An illustration showing different uses for a community center
Impermanencias is a research project by New York– and Mexico City–based practice Studio Elsa Ponce to reimagine spatial creation as a direct response to community needs rather than market demands. It asks what the architect’s role might be within a process where communities self-determine their spaces. Courtesy Studio Elsa Ponce.

VA: Elsa, you’re part of another practice called WIP Collaborative. It has a double meaning: work in progress and women in practice. It’s nonhierarchical. Why does nontraditional practice appeal to you?

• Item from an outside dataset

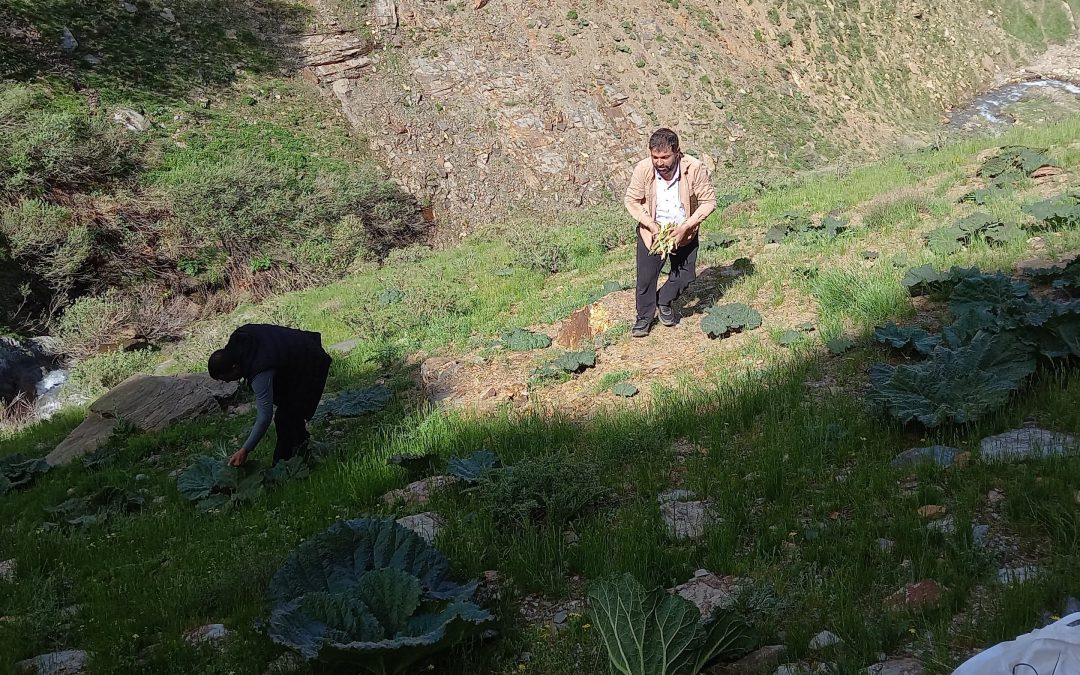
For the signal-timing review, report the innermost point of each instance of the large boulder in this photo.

EP:  The experience of practicing as an architect was brutal: the amount of work hours, the pay, and the relevance. I felt that I was never going to meet the users of many of the spaces I was working on. It was not a very collaborative effort. I joined a community of women and we started to have very candid conversations, asking questions like, What’s the situation at work? How are you feeling? Do you feel like you’re compensated fairly? Do you feel like you are promoted to roles that are significant to you? And through those conversations we started to think about whether there was another way of practice that was nonhierarchical, where we could share the workload and also share situations of life. If one of us became a mother, can we have a communal day care? We started imagining new realities of what a feminist practice could be.

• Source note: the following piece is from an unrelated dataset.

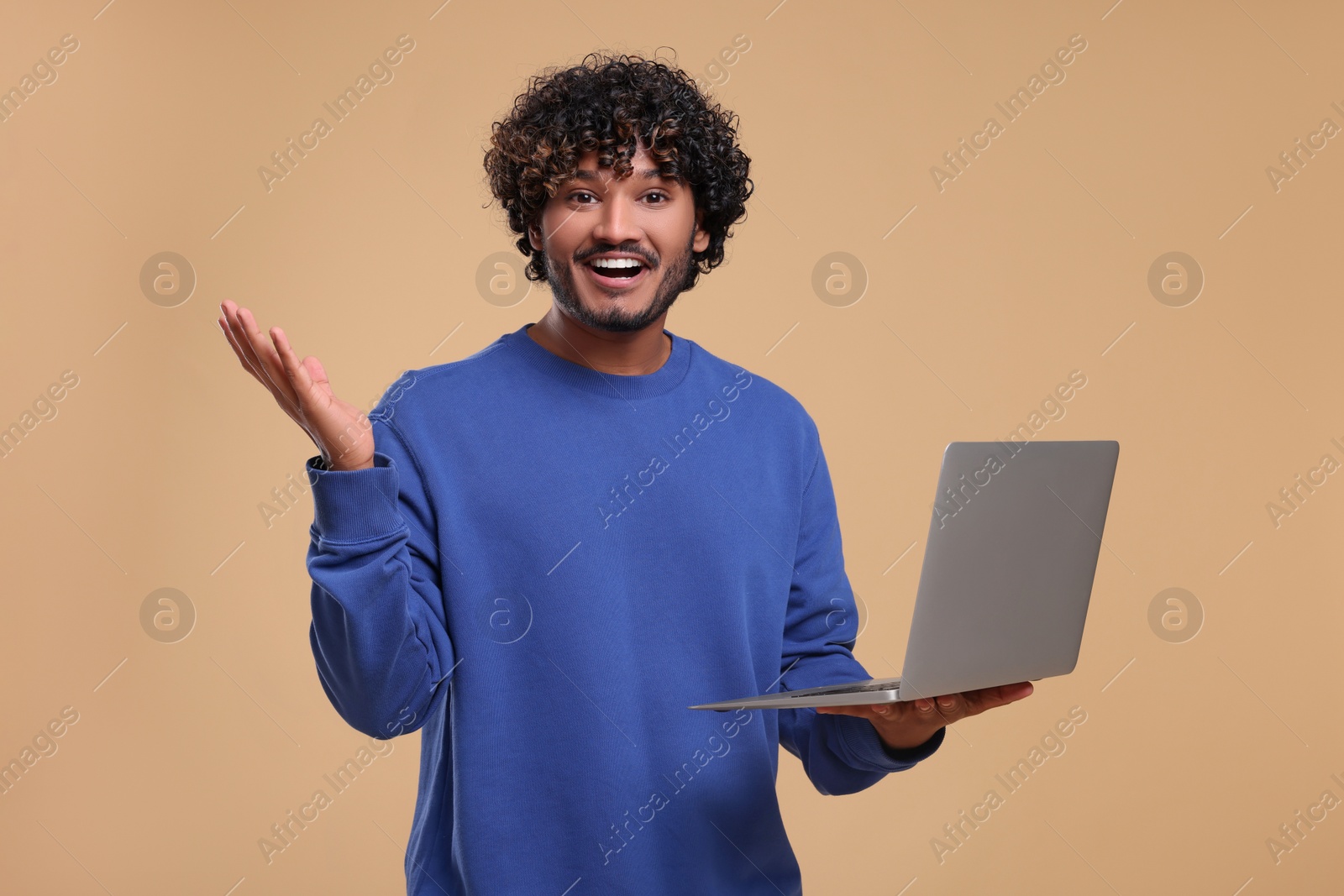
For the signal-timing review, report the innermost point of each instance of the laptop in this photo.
(1008, 569)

The Wildseed Center for Art & Activism, designed by SOCA for Black Lives Matter-Canada, will provide spaces for dance, gatherings, music, activism, art, food, and culture.

VA: How have your experiences at other firms as well as your personal values and the missions of your organizations influenced the internal operations of your personal practices?

TCW: To a degree, I think it’s just about allowing people flexibility, and that requires a lot of trust. It’s also about nurturing enthusiasm about the work we’re doing. Ultimately, [we care] if people are happy and can communicate as a team.

RR: We need to prioritize ourselves and be intentional about the decisions we make. We talk a lot about liberation, like, “What do I really want to do every day and what does Carlos want to do every day and how do we do more of that?” I think of self-empowerment too: If we came up with our own projects, what would they look like? We want to set a new precedent for work so that we’re happy day to day. And then if it inspires other people to do that too, then great.

EP: I think the collaborative model might be more interesting to learn from. We call it Work in Progress because we are figuring it out. It’s important for us to set the expectation that things are evolving. We don’t want to have all the answers right away. Sometimes the client might not be appropriate for our values. Equity and choice are important values that we think about when we are making decisions. You can choose what to work on, the number of hours, and within what capacity. There are always two co-leads on a project in case somebody needs to step out for a work or family emergency.

VA: I think that’s a great way to close—this idea of intersectionality and all the things that bring us joy, including the work that we do. It is a journey and we are constantly learning. Thank you, everyone!